A nurse is caring for a client who has sleep dysregulation, poor memory, and poor concentration. Which of the following neurotransmitters should the nurse identify as being responsible for the client's manifestations?

Answer & explanation

Correct: Serotonin

Serotonin is a key neurotransmitter involved in regulating mood, sleep, memory, and cognitive function. Deficiencies or dysregulation of serotonin are strongly linked to sleep dysregulation, impaired memory, and poor concentration, which are the manifestations described in this stem. Serotonin influences the sleep-wake cycle by promoting restful sleep, and adequate serotonergic activity supports cognitive functions including learning, attention, and recall. When serotonin levels are insufficient, all three of these functions become disrupted simultaneously, making it the most appropriate answer. Norepinephrine primarily regulates alertness, the fight-or-flight response, blood pressure, and attention.

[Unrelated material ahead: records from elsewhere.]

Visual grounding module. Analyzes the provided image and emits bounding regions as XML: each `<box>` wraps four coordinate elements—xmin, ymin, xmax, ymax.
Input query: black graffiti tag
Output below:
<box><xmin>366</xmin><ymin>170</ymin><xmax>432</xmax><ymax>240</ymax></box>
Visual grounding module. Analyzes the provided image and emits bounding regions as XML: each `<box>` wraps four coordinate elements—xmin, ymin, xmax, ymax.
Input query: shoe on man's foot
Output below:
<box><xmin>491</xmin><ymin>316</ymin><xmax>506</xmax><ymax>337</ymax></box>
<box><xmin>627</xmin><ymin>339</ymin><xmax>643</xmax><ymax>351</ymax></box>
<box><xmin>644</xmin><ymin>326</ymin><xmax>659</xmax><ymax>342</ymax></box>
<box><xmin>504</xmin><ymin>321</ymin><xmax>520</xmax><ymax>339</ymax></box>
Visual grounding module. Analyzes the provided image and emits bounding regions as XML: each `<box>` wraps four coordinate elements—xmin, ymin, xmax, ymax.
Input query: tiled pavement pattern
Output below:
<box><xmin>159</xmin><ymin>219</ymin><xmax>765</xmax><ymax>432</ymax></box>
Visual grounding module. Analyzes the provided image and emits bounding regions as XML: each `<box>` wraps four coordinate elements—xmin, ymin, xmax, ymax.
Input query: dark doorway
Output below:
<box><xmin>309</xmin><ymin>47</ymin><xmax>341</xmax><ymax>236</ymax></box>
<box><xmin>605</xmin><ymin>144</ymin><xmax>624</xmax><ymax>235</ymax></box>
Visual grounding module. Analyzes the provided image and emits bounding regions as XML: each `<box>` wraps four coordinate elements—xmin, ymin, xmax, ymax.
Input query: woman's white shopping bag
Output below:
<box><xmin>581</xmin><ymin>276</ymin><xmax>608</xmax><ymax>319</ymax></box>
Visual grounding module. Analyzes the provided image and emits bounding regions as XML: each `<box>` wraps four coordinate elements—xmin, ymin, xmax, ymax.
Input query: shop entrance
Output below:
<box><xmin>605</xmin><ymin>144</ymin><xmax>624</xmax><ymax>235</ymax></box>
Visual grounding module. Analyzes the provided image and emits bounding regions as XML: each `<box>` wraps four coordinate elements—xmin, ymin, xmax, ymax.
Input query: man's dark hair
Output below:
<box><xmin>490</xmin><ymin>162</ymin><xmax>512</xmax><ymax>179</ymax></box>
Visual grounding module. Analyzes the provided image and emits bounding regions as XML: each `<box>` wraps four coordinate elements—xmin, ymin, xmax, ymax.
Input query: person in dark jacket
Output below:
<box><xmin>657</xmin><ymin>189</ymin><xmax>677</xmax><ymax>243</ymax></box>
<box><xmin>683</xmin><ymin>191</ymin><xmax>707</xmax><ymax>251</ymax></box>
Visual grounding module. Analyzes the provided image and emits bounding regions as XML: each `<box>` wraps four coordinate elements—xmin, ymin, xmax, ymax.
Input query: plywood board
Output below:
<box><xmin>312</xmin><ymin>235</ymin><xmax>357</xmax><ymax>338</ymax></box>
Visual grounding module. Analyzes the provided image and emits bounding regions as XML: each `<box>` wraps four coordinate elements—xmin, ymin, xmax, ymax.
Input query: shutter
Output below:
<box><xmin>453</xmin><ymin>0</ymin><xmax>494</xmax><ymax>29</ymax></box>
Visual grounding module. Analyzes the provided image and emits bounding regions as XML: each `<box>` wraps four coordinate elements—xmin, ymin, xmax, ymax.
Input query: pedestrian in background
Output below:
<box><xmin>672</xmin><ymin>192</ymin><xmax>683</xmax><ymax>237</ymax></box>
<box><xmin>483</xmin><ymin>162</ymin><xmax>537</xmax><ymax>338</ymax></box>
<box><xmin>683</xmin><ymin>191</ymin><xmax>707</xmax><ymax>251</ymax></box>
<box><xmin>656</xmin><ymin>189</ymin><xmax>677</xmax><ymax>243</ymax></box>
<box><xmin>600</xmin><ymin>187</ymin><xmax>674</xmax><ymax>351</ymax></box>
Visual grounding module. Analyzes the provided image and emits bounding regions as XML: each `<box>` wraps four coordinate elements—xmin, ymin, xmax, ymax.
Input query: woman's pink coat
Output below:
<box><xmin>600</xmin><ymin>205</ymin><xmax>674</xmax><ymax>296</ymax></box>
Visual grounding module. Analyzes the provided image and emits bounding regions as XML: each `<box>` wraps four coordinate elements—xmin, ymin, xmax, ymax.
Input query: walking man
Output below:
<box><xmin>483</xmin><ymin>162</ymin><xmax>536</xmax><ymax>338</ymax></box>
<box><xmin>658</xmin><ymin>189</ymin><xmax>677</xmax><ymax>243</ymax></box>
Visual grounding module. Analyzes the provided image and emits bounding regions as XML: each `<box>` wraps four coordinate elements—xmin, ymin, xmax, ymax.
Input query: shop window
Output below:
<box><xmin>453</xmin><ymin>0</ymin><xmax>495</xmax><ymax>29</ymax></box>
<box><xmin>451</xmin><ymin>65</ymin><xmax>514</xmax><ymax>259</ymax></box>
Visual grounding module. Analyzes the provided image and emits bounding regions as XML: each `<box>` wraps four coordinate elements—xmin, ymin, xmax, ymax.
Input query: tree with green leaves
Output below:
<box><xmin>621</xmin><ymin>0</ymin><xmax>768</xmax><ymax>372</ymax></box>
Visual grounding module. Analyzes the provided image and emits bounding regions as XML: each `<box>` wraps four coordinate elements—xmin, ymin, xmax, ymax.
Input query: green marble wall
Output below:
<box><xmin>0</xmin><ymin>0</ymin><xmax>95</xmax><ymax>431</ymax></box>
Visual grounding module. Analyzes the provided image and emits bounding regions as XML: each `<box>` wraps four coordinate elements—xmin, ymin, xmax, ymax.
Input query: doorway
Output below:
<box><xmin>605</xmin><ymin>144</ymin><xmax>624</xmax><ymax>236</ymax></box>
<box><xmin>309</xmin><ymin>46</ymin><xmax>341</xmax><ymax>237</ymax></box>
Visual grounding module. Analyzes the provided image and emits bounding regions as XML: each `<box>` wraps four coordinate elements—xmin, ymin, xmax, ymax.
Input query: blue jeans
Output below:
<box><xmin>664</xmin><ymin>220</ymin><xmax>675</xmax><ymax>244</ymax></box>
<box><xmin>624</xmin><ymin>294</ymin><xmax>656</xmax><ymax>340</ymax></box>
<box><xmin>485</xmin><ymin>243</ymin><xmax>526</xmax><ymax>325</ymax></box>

While norepinephrine deficiency can affect concentration, it is not classically associated with the combination of sleep dysregulation and memory impairment described here. Dopamine is primarily involved in reward, motivation, motor control, and pleasure-seeking behavior; its dysregulation is more closely linked to psychosis, Parkinson's disease, and addiction rather than sleep and memory specifically. Histamine has a role in wakefulness and alertness — histamine blockade actually causes sedation — but histamine deficiency does not classically produce the triad of sleep dysregulation, poor memory, and poor concentration. The combination of all three symptoms points most specifically to serotonin dysregulation.